April 6th, 2014

A Panel on Jewish Fantasy

On Wednesday I went to Portland, Oregon, to be on a panel about Jewish fantasy.  Also on the panel was Michael Weingrad, author of the famous (or infamous) article "Why Are There No Jewish Narnias?" and Barry Deutsch, Ruth Tenzer Feldman, Willa Schneberg, and David Michael Slater.

By the time I tried to read Michael's article it was behind a paywall, but I got a sense of it from the responses, some of which are here and here.  But, since this is the internet, some of those responses were fairly heated, and I wasn't completely sure what Michael was trying to say.  I did know that I probably disagreed with him -- whenever someone says, "You can't do this," my natural tendency is to try to prove them wrong.

More became clear to me on the panel.  C. S. Lewis was one of the most famous Christian essayists of his time, and, not surprisingly, Narnia is based on Christian theology.  So why, Michael wondered (while reading the Narnia books to his son), aren't there books like it based on Jewish theology?  Why are there no battles between good and evil in Jewish fantasy?

Possibly, he said, it was because Judaism doesn't really have this division between good and evil -- the devil is mentioned only once in the Old Testament, in the Book of Job.  (I think -- maybe he makes other appearances, but not very often.)  Other reasons for no Jewish fantasy of the kind Michael wanted: Jews didn't have a tradition of kings and knights and landed gentry; Jewish writers were mostly from the United States, while the big fantasy writers (Lewis, Tolkien, William Morris, Lord Dunsany, Hope Mirrlees, etc.) were British; Jewish tradition concentrates more on this world instead of a world to come, and isn't very interested in the fantastic.

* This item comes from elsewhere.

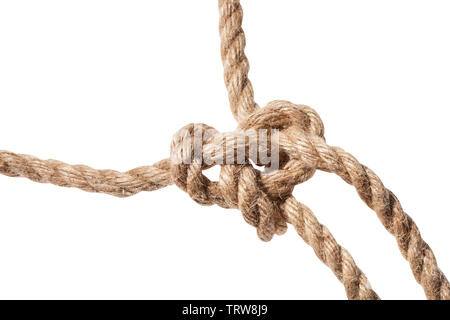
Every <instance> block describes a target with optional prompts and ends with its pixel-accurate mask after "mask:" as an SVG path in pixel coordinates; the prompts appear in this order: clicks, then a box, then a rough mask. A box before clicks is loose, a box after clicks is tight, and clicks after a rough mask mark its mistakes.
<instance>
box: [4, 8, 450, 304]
mask: <svg viewBox="0 0 450 320" xmlns="http://www.w3.org/2000/svg"><path fill="white" fill-rule="evenodd" d="M219 12H220V23H219V30H220V37H221V41H222V42H221V53H222V61H223V66H224V79H225V85H226V88H227V90H228V95H229V100H230V107H231V111H232V113H233V115H234V117H235V118H236V120H237V121H238V128H237V129H236V130H234V131H232V132H228V133H220V132H218V131H217V130H215V129H214V128H212V127H209V126H207V125H204V124H189V125H187V126H185V127H184V128H182V129H180V130H179V131H178V132H177V133H176V134H175V135H174V137H173V139H172V143H171V154H170V158H168V159H164V160H161V161H159V162H157V163H155V164H154V165H152V166H144V167H139V168H136V169H133V170H130V171H127V172H123V173H122V172H118V171H113V170H96V169H93V168H90V167H87V166H84V165H69V164H66V163H63V162H60V161H56V160H40V159H37V158H35V157H33V156H29V155H22V154H15V153H12V152H8V151H0V173H1V174H4V175H7V176H11V177H25V178H28V179H31V180H33V181H36V182H41V183H52V184H55V185H58V186H64V187H75V188H79V189H82V190H84V191H88V192H101V193H106V194H111V195H113V196H118V197H127V196H131V195H134V194H136V193H138V192H141V191H153V190H157V189H160V188H163V187H165V186H168V185H171V184H176V185H177V186H178V187H179V188H181V189H182V190H184V191H186V192H187V193H188V194H189V196H190V197H191V198H192V199H193V200H195V201H196V202H198V203H199V204H202V205H213V204H217V205H219V206H221V207H224V208H238V209H239V210H240V211H241V212H242V215H243V218H244V220H245V221H246V222H247V223H249V224H250V225H252V226H254V227H255V228H256V230H257V235H258V237H259V238H260V239H261V240H263V241H269V240H271V239H272V237H273V236H274V235H275V234H277V235H281V234H283V233H285V232H286V230H287V223H290V224H292V225H293V226H294V227H295V229H296V231H297V233H298V234H299V235H300V236H301V237H302V238H303V240H304V241H305V242H306V243H307V244H308V245H310V246H311V247H312V248H313V250H314V252H315V253H316V255H317V257H318V258H319V259H320V260H321V261H322V262H323V263H324V264H325V265H327V266H328V267H329V268H330V269H331V270H332V272H333V273H334V274H335V275H336V277H337V278H338V279H339V280H340V281H341V282H342V283H343V285H344V287H345V290H346V294H347V297H348V298H349V299H379V296H378V295H377V294H376V293H375V291H373V290H372V288H371V286H370V283H369V281H368V279H367V277H366V276H365V275H364V273H363V272H362V271H361V270H360V269H359V268H358V267H357V265H356V263H355V261H354V260H353V258H352V256H351V255H350V253H349V252H348V251H347V250H345V249H344V248H343V247H341V246H340V245H339V244H338V243H337V242H336V240H335V239H334V237H333V236H332V234H331V233H330V231H329V230H328V229H327V228H326V227H325V226H323V225H322V224H320V222H319V221H318V220H317V218H316V217H315V216H314V214H313V213H312V211H311V210H310V209H309V208H308V207H307V206H305V205H303V204H301V203H300V202H298V201H297V200H296V199H295V198H294V197H293V196H292V191H293V189H294V187H295V185H297V184H300V183H303V182H305V181H307V180H309V179H310V178H312V176H313V175H314V173H315V171H316V170H322V171H326V172H331V173H335V174H337V175H338V176H340V177H341V178H342V179H343V180H344V181H346V182H347V183H349V184H351V185H353V186H354V187H355V189H356V190H357V192H358V194H359V196H360V197H361V199H362V200H363V201H364V202H365V203H366V204H367V205H368V206H369V207H370V208H371V209H373V210H374V211H375V212H376V213H377V215H378V217H379V219H380V220H381V222H382V224H383V226H384V227H385V228H386V229H387V230H388V231H389V232H390V233H391V234H392V235H393V236H394V237H395V238H396V240H397V243H398V246H399V249H400V252H401V253H402V255H403V256H404V257H405V259H407V260H408V262H409V264H410V267H411V270H412V272H413V275H414V277H415V279H416V280H417V282H418V283H419V284H420V285H421V286H422V287H423V289H424V292H425V294H426V296H427V298H429V299H446V300H448V299H450V285H449V282H448V280H447V278H446V277H445V275H444V274H443V272H442V271H441V270H440V269H439V267H438V265H437V262H436V258H435V256H434V254H433V252H432V250H431V248H430V247H429V246H428V244H427V243H426V242H425V241H424V240H423V239H422V237H421V235H420V232H419V230H418V227H417V226H416V224H415V223H414V221H413V220H412V219H411V217H410V216H408V215H407V214H406V213H405V212H404V211H403V209H402V207H401V205H400V202H399V201H398V199H397V198H396V197H395V195H394V194H393V193H392V192H391V191H390V190H389V189H387V188H385V187H384V185H383V183H382V182H381V180H380V179H379V178H378V176H377V175H376V174H375V173H374V172H373V171H372V170H370V169H369V168H367V167H366V166H364V165H362V164H360V163H359V162H358V161H357V160H356V159H355V158H354V157H353V156H352V155H351V154H349V153H347V152H345V151H344V150H342V149H340V148H338V147H332V146H329V145H327V144H326V142H325V138H324V127H323V123H322V121H321V119H320V117H319V115H318V114H317V113H316V112H315V111H314V110H313V109H312V108H310V107H308V106H304V105H296V104H293V103H291V102H288V101H281V100H279V101H273V102H270V103H269V104H268V105H267V106H266V107H264V108H259V107H258V105H257V104H256V103H255V102H254V96H253V89H252V86H251V83H250V80H249V79H248V71H249V63H248V60H247V58H246V56H245V53H244V48H245V35H244V32H243V30H242V27H241V24H242V8H241V6H240V3H239V1H238V0H219ZM258 130H266V131H267V132H268V135H269V136H270V137H271V138H276V139H274V140H275V141H278V142H277V145H276V146H277V147H278V148H279V153H278V156H279V160H280V161H279V162H280V164H279V168H278V169H277V170H274V171H270V172H261V171H259V170H257V169H255V168H254V167H253V166H252V164H251V161H253V162H255V163H256V164H259V165H262V164H263V163H261V159H260V158H258V157H252V155H251V154H247V153H246V154H245V159H244V160H245V162H244V163H243V164H242V163H237V161H236V160H237V159H236V158H237V157H238V156H236V155H237V154H238V151H239V150H241V149H242V148H244V149H245V150H251V149H252V148H256V150H258V151H265V152H269V151H271V150H272V149H271V147H272V146H273V145H272V144H271V145H270V147H269V146H261V145H260V144H258V143H256V144H255V141H257V139H252V138H257V137H259V136H258V135H259V133H258V132H259V131H258ZM249 132H251V133H250V134H249ZM199 134H200V136H201V137H202V139H201V143H200V145H196V143H198V141H197V140H196V139H194V138H195V136H196V135H199ZM187 138H189V139H187ZM196 141H197V142H196ZM270 141H272V140H270ZM198 150H200V154H197V152H198ZM269 153H270V152H269ZM218 159H232V160H233V162H232V163H228V162H227V163H226V164H223V163H221V164H220V165H221V171H220V177H219V181H210V180H209V179H208V178H207V177H206V176H204V175H203V173H202V171H203V170H206V169H208V168H210V167H211V166H213V165H215V164H217V163H218V162H219V161H218ZM188 160H190V161H188ZM265 165H266V166H267V164H265Z"/></svg>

By this point there were discontented rumblings on the panel and in the audience, people saying that there was too Jewish fantasy.  Gratifyingly, a lot of them mentioned The Red Magician -- and also Peter Beagle, Neil Gaiman, Isaac Bashevis Singer, Franz Kafka, Michael Chabon, and most of the writers and artists who created superhero comics. But, as Michael reiterated, these weren't stories based on a Jewish theology, which is what he wanted.  Well, I said, what about the Old Testament?  An epic story, filled with fantasy, about God's relationship with the Jews?

(Parenthetically, it was surprising to me how hesitant I was to mention this.  I could almost hear my very religious uncle thundering that there was nothing fantastic about God talking from a burning bush, and I wondered if there were people in the audience who would agree with him.  But no one said anything.)

Naturally we never even got close to any kind of conclusion.  Based on the formula "Two Jews, three opinions," I estimate that we had about nine opinions on the panel -- and I felt like at least three or four of them were mine.

We talked about other things too, of course.  Willa discussed poetry, David talked about his fantasy series, Barry showed us a sped-up version of how he created a panel for his graphic novels, condensing an hour into a minute and a half.  (The books are about an eleven-year-old Orthodox Jewish girl who fights monsters, which certainly sounds intriguing.)  And Ruth, who had come up with the idea for the panel, talked about her YA series, which is about a woman mentioned twice in the Bible -- once as one of the Jews going into Egypt and again as someone leaving Egypt 400 years later -- and her conclusion, which is the only rational response, that the woman was a time traveler.  Ruth also did a terrific job of moderating.

I had a final thought, which unfortunately came after the panel ended but which I still managed to mention to Michael before he left.  At FogCon I'd told Dave Nee, one of the proprietors of Other Change of Hobbit bookstore, about the panel, and he'd responded, "Well, why are there no Chinese Narnias?"  And, I thought, but only after the panel, what about Muslim Narnias,* and Hindu Narnias, and Buddhist Narnias; what about Native American Narnias and Hispanic Narnias and Narnias from any of a myriad of African traditions, and other traditions all over the world?  Could it be that cultures besides Anglo-Saxon or Norse or Celtic are marginalized, passed over by publishers?  Could someone have already written the Jewish Narnia only to come up against publishers' prejudice?

Anyway, I had a great time.  Any day I get to visit Powell's bookstore is a good day.  Ruth was a terrific host, and it didn't even rain.

* I know there's a book called The Throne of the Crescent Moon, by Saladin Ahmed, which could possibly answer this description.  Still, it doesn't bode well if I can only think of one example.